Identification of Integrin β1 as a Novel PAG1-Interacting Protein Involved in the Inherent Radioresistance of Human Laryngeal Carcinoma

Inherent radioresistance plays a crucial role in the failure of radiotherapy. Using the inherent radioresistant (Hep-2max) and radiosensitive (Hep-2min) cell lines established from the parental cell line Hep-2, we previously reported that phosphoprotein associated with glycosphingolipid-enriched microdomains 1 (PAG1) overexpression in laryngeal carcinoma cells was correlated with inherent radioresistant phenotypes. However, the underlying mechanisms of this effect remain unknown.

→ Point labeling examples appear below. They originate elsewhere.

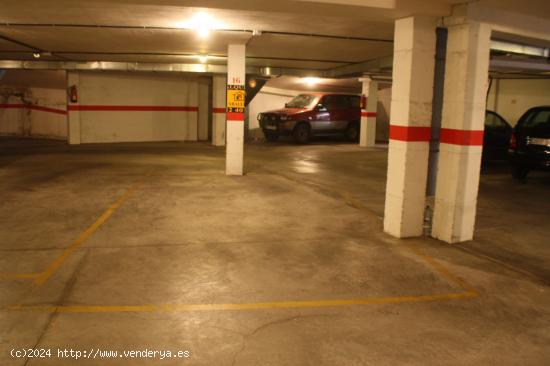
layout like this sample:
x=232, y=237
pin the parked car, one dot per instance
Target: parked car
x=530, y=142
x=314, y=114
x=496, y=137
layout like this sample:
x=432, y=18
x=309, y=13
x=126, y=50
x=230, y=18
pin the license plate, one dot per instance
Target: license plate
x=541, y=142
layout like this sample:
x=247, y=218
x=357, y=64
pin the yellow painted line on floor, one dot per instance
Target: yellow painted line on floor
x=245, y=306
x=18, y=276
x=48, y=272
x=438, y=267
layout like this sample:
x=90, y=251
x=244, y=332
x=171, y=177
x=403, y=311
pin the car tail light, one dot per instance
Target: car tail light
x=513, y=141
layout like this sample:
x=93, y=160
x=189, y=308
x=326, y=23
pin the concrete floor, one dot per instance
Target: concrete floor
x=150, y=246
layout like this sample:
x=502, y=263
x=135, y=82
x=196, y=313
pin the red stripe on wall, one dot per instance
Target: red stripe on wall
x=132, y=108
x=33, y=107
x=234, y=116
x=461, y=137
x=409, y=133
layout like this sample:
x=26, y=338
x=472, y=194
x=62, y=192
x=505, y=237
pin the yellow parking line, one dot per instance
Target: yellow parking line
x=18, y=276
x=244, y=306
x=48, y=272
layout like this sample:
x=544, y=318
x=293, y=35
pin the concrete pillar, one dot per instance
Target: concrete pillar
x=204, y=103
x=218, y=110
x=367, y=137
x=235, y=109
x=411, y=114
x=73, y=114
x=461, y=138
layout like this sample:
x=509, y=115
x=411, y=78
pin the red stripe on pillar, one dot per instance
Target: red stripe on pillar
x=235, y=116
x=132, y=108
x=461, y=137
x=33, y=107
x=409, y=133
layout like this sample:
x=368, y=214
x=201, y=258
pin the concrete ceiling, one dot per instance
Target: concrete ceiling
x=150, y=30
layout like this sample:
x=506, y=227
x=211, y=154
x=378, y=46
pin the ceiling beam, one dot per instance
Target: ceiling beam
x=152, y=67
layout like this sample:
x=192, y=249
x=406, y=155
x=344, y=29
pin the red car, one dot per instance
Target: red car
x=315, y=114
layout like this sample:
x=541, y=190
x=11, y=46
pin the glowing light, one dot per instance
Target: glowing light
x=202, y=24
x=310, y=80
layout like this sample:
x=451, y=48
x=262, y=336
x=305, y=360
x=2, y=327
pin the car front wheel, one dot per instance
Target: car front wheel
x=519, y=171
x=271, y=136
x=301, y=133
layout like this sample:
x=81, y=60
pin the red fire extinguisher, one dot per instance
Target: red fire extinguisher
x=363, y=102
x=73, y=94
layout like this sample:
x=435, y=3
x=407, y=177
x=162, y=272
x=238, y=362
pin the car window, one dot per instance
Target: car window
x=538, y=119
x=493, y=120
x=337, y=102
x=302, y=101
x=330, y=102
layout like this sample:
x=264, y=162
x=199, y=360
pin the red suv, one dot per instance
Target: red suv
x=312, y=114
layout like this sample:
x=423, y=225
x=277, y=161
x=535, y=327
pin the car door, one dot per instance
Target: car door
x=325, y=110
x=341, y=115
x=496, y=137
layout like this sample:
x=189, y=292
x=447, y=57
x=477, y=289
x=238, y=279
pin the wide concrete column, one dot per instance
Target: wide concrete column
x=73, y=114
x=235, y=109
x=219, y=107
x=461, y=138
x=411, y=114
x=367, y=135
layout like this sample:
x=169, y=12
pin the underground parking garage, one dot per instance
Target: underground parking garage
x=303, y=183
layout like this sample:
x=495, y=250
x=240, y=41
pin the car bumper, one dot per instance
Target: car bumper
x=278, y=127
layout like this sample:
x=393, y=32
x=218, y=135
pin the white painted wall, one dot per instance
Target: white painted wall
x=512, y=97
x=136, y=89
x=49, y=124
x=31, y=122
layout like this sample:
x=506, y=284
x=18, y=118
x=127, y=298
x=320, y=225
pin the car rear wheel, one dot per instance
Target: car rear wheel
x=301, y=133
x=271, y=136
x=352, y=132
x=519, y=171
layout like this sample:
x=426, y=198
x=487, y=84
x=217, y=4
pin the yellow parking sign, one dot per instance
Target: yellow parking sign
x=235, y=98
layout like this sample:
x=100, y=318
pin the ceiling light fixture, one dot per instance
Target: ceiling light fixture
x=203, y=58
x=311, y=80
x=202, y=24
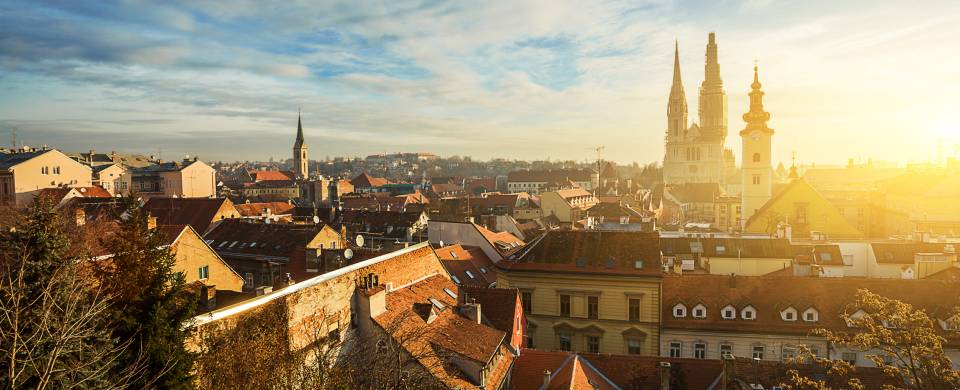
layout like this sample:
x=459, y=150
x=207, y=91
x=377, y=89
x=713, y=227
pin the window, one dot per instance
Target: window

In the present study, we performed a proteomic screen to investigate the interactome of PAG1 in Hep-2max cells resulting in the identification of several interaction partners. Bioinformatic analysis and immunofluorescence experiments indicated the integrin beta 1 to be a crucial interaction partner of PAG1. PAG1 was also highly expressed in laryngeal carcinoma radioresistant tissues and showed co-localization with integrin beta 1. In addition, we demonstrated that integrin beta 1's binding to PAG1 could be interrupted by MBCD, an inhibitor of lipid rafts formation. Moreover, knockdown of integrin beta 1 by RNA interference sensitized radioresistant cells to irradiation. Importantly, we identified 2 potential interaction sites (Pro(216)-Arg(232) and Asn(356) -Gly(337)) in the cytoplasmic domain of PAG1 using high throughput peptide arrays. Taken together, these results suggest that the binding of PAG1 to integrin beta 1 in lipid rafts is essential for inherent radioresistance of human laryngeal carcinoma.